Eight rooms and a toolshed. You can still stand in the kitchen and see the front door. No plugin system pretending to be a foundation, no event bus you can't trace, no marketplace you can't audit.

Why this minimalism is powerful

The philosophy of "you can stand in the kitchen and see the front door" gives you two enormous advantages that thousand-line frameworks don't:

  • Absolute auditability. In large systems, when a bug happens, it gets swallowed by a complex Event Bus or a mess of overlapping plugins. Here, if something breaks, you just walk the hallway between the six rooms. You know exactly which room the bug is in.
  • No black magic. No telemetry phoning home to the vendor's servers, no "smart" features quietly editing your prompt behind your back.

Once you own your own loop, you stop being an AI user and become an AI operator. That's the difference between driving a factory automatic and assembling your own go-kart — the kart may be rough, but you know every bolt, and it runs exactly the way you want.

The trade-off, plainly

You write the loop. You own the failure modes. Before I started, my biggest budget worry was prompt caching — the system prompt is long and it repeats on every turn. I assumed I'd need to implement cache management myself. Turned out I didn't: OpenRouter's providers handle cache hits on repeated prefixes transparently. One concern crossed off the list before I'd even written the code.

The things that did bite: OpenRouter returns prompt_tokens while your accounting code expects input_tokens. Forget the rename once and the cost ledger innocently reports $0 spent. You patch it. You move on.

You become responsible for everything those polished tools used to absorb on your behalf: the stuck-loop trap, the fallback chain, the cooldown logic, the prompt-injection scan over tool output. None of it is hard. All of it is yours.

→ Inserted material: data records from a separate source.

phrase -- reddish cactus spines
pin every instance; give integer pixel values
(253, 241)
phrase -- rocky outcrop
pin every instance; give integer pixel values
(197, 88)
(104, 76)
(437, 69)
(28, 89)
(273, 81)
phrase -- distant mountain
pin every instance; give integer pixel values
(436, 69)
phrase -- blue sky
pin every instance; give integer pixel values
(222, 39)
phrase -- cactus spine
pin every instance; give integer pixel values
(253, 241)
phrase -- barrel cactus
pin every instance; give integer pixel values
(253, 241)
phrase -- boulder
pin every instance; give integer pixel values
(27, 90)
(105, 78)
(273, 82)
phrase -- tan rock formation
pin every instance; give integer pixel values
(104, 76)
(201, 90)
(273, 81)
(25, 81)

The first week, things will be slower than just installing Claude Code and getting on with it. By the second month, you stop noticing the harness exists. That's the destination.

A few things to sit with

I'm not telling you to throw out the tools you already use. Most days, the most convenient thing is the right thing.

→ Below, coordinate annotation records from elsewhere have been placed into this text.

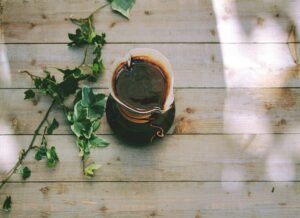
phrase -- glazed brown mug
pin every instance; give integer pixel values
(141, 90)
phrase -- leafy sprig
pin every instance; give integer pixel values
(88, 108)
(85, 120)
(7, 204)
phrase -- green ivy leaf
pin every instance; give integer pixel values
(89, 171)
(54, 125)
(7, 204)
(25, 172)
(88, 97)
(29, 94)
(41, 153)
(122, 6)
(96, 141)
(52, 157)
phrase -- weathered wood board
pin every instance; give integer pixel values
(235, 158)
(43, 21)
(216, 111)
(194, 65)
(154, 199)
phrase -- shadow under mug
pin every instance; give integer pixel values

But somewhere in your stack, there's almost certainly a piece of infrastructure you've stopped questioning — because it's free, or default, or because "everyone uses it." The model behind your agent. The skill format. The hook system. The way it bills you. Each of those is a quiet decision someone else made on your behalf.

Not every layer needs to be yours. But the core loop, sometimes, does.

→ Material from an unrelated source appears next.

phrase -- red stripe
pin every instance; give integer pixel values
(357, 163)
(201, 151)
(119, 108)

The AI industry will keep shipping bigger, glossier harnesses — with dashboards, marketplaces, fancy streaming. Some of it is genuinely useful. Most of it is lock-in dressed up as convenience.

Your ugly, cheap, home-built harness won't compete on any of that. It does only one thing: it stays yours, forever.

And honestly? That might be the only feature that actually matters.

The repo is public if you want to read the loop yourself.


What's the smallest piece of your daily workflow you could rewrite over a weekend — and would doing it actually change anything?